Device Initialisation

The flow diagram below shows the process of registering/initialising a POS device with humm.

Device Initialisation

All API requests and responses are signed using HMAC-SHA256. The message authentication code (MAC) is hashed using SHA256 and a secret cryptographic key. Each individual device (e.g. a POS terminal) has its own secret cryptographic key with which to generate digital signatures. No other device will be able to produce a matching HMAC unless it also knows the original devices secret key. These device specific cryptographic keys are known as 'device-signing-keys'.

It is extremely important to restrict access to the device-signing-keys. Once someone has this information (as well as few other details such as the MAC algorithm, hash algorithm, and the production endpoint locations) they would be able to circumvent the signing mechanism. One potential (mis)use of this information could result in someone processing their own sales adjustments thereby defrauding the merchant.

Due to the importance of keeping the device-signing-keys out of the wrong hands; a device initialisation process was devised to keep device-signing-keys out of hands altogether! Nobody, not even the technicians who configure the POS terminals, would have access to the device-signing-keys. Even if a disgruntled current/former employee was somehow able to obtain to a device-signing-key (e.g. by accessing the merchants POS database), a device can still be re-initialised causing the previous device-signing-key to be invalidated.

So what is the process for device initialisation?

  1. Retailer provisions a new globally-unique-device-ID (GUDID) from the humm merchant portal.
  2. During the setup/initialisation of a new POS terminal; the technician would enter the merchant-ID and the provisioned GUDID, and then perform some action to issue a request to the CreateKey operation. The CreateKey request would be signed with the GUDID.
  3. Humm would return a device-signing-key and flag the GUDID as 'in use' meaning it can never be used again as a signing-key - essentially the GUDID can only be used as a signing key once.
  4. The POS terminal would securely record the device-signing-key, which will be used to sign all subsequent requests to humm.

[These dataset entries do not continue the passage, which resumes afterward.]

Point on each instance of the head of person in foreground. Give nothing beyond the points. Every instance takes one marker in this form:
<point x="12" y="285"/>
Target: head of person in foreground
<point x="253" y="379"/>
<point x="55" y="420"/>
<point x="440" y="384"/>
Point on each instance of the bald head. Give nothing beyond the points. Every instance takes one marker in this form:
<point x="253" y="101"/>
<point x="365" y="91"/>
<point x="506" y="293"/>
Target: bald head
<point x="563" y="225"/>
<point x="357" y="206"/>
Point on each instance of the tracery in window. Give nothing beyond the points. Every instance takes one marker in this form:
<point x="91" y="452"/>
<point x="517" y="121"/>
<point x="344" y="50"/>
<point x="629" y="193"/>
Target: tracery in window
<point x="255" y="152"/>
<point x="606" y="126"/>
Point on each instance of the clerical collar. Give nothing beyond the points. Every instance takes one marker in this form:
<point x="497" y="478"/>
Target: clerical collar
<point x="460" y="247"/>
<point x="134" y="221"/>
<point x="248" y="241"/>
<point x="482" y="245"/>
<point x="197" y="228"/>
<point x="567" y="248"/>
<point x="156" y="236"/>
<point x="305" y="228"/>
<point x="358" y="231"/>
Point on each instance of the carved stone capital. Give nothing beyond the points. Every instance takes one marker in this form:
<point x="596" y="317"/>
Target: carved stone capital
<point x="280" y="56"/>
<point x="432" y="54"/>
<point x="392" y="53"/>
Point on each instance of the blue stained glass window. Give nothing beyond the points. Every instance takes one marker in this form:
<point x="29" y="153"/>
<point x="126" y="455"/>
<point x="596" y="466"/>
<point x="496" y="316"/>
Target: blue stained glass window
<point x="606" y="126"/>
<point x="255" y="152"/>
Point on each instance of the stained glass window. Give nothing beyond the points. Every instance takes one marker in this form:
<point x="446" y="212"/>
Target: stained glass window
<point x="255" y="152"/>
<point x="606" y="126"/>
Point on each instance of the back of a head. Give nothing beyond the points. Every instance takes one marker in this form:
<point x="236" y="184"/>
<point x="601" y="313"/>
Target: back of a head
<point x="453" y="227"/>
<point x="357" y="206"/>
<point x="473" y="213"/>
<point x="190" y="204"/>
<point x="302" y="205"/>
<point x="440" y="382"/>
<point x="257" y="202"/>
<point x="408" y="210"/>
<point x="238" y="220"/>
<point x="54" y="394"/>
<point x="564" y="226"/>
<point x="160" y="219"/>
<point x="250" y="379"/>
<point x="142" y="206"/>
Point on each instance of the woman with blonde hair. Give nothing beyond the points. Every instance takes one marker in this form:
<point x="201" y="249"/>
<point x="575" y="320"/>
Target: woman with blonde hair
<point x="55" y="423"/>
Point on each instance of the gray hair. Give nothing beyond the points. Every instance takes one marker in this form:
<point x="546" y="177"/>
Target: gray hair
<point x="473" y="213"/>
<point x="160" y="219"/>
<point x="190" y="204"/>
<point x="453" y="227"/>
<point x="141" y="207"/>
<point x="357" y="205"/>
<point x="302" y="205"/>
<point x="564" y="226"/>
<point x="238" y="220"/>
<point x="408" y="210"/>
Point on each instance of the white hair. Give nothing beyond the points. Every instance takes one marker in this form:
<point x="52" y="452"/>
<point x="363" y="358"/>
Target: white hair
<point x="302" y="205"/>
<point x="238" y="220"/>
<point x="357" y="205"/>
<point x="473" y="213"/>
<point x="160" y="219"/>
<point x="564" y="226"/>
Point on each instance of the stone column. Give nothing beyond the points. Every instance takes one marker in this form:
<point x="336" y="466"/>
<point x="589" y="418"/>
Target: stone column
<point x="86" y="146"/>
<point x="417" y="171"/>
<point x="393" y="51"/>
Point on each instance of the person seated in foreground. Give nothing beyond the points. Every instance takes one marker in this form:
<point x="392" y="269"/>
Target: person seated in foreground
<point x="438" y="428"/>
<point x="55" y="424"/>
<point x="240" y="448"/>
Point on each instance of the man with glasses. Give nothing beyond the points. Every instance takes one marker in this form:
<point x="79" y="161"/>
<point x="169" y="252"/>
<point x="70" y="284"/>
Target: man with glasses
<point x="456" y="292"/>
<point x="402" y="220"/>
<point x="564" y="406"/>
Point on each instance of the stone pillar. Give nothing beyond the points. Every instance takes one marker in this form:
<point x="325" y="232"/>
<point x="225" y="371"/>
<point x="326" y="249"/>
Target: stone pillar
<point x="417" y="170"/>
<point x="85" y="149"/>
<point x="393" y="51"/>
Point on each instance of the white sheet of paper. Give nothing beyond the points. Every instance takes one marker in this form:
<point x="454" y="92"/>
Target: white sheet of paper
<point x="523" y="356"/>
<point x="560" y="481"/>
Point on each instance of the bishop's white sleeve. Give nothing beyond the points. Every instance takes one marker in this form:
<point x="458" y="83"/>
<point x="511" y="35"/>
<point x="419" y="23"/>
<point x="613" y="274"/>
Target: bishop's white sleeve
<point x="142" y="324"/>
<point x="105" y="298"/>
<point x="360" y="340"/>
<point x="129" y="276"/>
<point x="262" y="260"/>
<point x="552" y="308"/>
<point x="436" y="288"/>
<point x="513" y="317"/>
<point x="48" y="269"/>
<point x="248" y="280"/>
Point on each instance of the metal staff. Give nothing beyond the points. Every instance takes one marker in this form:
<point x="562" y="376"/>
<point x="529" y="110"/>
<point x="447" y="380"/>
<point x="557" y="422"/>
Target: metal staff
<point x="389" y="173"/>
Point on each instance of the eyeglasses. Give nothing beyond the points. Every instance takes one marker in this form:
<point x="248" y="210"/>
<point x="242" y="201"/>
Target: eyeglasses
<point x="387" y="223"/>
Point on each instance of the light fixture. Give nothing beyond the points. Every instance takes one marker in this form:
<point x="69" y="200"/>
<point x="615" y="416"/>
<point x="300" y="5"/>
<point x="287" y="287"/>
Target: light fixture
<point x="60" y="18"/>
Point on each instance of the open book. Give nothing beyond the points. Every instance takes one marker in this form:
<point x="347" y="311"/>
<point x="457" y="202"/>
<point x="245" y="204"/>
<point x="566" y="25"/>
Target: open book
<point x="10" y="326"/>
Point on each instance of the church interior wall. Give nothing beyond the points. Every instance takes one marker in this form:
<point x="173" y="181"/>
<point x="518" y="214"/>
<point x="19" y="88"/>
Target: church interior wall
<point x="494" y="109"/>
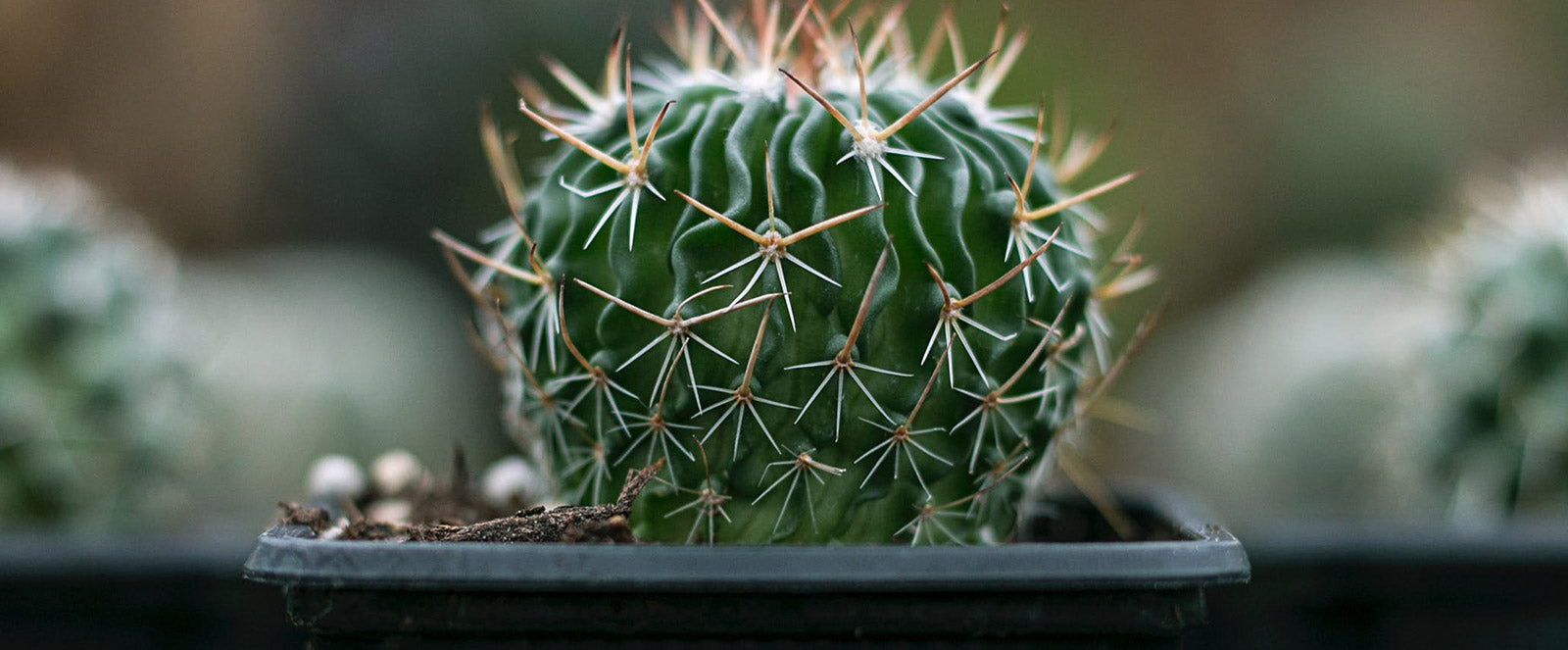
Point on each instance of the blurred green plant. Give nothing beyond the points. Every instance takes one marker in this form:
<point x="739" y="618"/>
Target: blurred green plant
<point x="1499" y="378"/>
<point x="93" y="402"/>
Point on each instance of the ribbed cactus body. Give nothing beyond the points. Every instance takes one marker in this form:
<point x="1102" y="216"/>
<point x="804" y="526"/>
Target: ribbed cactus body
<point x="737" y="371"/>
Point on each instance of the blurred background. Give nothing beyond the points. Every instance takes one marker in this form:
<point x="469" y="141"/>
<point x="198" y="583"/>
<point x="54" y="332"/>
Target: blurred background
<point x="292" y="156"/>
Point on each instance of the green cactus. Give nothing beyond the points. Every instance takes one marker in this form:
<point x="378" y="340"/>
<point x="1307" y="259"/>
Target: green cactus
<point x="1497" y="380"/>
<point x="843" y="302"/>
<point x="90" y="401"/>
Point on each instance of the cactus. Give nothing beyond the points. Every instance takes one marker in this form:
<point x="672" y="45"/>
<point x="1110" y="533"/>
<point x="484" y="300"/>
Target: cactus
<point x="91" y="418"/>
<point x="1497" y="380"/>
<point x="844" y="302"/>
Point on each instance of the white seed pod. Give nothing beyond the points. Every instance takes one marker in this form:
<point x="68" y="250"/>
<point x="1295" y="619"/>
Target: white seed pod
<point x="336" y="477"/>
<point x="396" y="473"/>
<point x="514" y="482"/>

Couple of additional points to mention:

  • GUDIDs should be provisioned on an 'as needed' basis. If a merchant decided to provision 100 up-front, a malicious current employee with access to this functionality in the merchant portal could potentially use one of the GUDIDs that is not 'in use' to create their own device-signing-key.
  • As mentioned re-initialising a device can be done as often as needed. A new GUDID however, will need to be provisioned for each attempt.
  • Once the globally-unique-device-ID is used as the device-signing-key for the initial CreateKey operation, not only will the GUDID be invalidated in terms of being able to get used again as a device-signing-key; it will actually never get used again. When a device calls the CreateKey request, it passes through it's own "x_pos_device_id", which would then be used on all subsequent requests, so that humm can locate the appropriate device-signing-key to verify the digital signature.
  • Once provisioned, a globally-unique-device-ID will expire after 3 days (72 hours) and will not be able to be used as a device-signing-key on the CreateKey operation.